Amanda dijo: “Pensé: ‘No puedo dejar morir a mi mejor amiga allá afuera’.” Así que Amanda tomó su tabla y nadó lo más rápido que pudo hasta donde Edna flotaba en el agua. Cuando la alcanzó, Edna sangraba mucho. Justo entonces, el caimán volvió a salir a la superficie a unos pocos metros y empezó a nadar hacia ellas. Amanda no lo dudó. Se deslizó rápidamente fuera de su tabla, empujó a Edna sobre ella y comenzó a nadar tan rápido como pudo hacia la orilla, a cincuenta metros de distancia. El caimán nadó en su dirección y de repente se sumergió, desapareciendo de la vista. Amanda estaba aterrada, pero siguió nadando, diciéndole a Edna: “Aguanta, vas a lograrlo.”

Edna y Amanda llegaron sanas y salvas a la orilla, y Edna fue llevada a un hospital local donde se recuperó.³

El amor impulsa, el amor alcanza, y el amor lo arriesga todo porque el amor está dispuesto a darlo todo. El amor vence al miedo.

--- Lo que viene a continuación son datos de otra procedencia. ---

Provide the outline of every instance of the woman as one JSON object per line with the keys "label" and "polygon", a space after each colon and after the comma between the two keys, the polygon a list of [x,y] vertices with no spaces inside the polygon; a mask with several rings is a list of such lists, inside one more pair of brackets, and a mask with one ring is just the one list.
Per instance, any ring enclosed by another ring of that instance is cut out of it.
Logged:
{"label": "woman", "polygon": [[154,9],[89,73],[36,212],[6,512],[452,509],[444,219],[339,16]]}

Hay un solo remedio, una sola cura, una sola solución para el pecado y la destrucción que causa. Es el amor: esa llama eterna, esa pasión primordial, ese anhelo implacable que emana del corazón de Dios. “El amor perfecto echa fuera todo temor” (1 Jn 4:18). El plan de salvación de Dios es traer sanidad eterna restaurando su amor perfecto en nuestros corazones y mentes, erradicando de nosotros el principio de supervivencia del más apto (Heb 8:10; Ap 12:11). “La ley del Señor es perfecta, que convierte el alma” (Sal 19:7, NVI 1984). La ley del amor sana, restaura y vivifica. Nuestro Padre de amor nos está llamando de vuelta a sus brazos de amor, de vuelta a su universo de amor, de regreso a su diseño original: una vida de amor.

Pero el amor no fluye donde se retienen mentiras sobre Dios.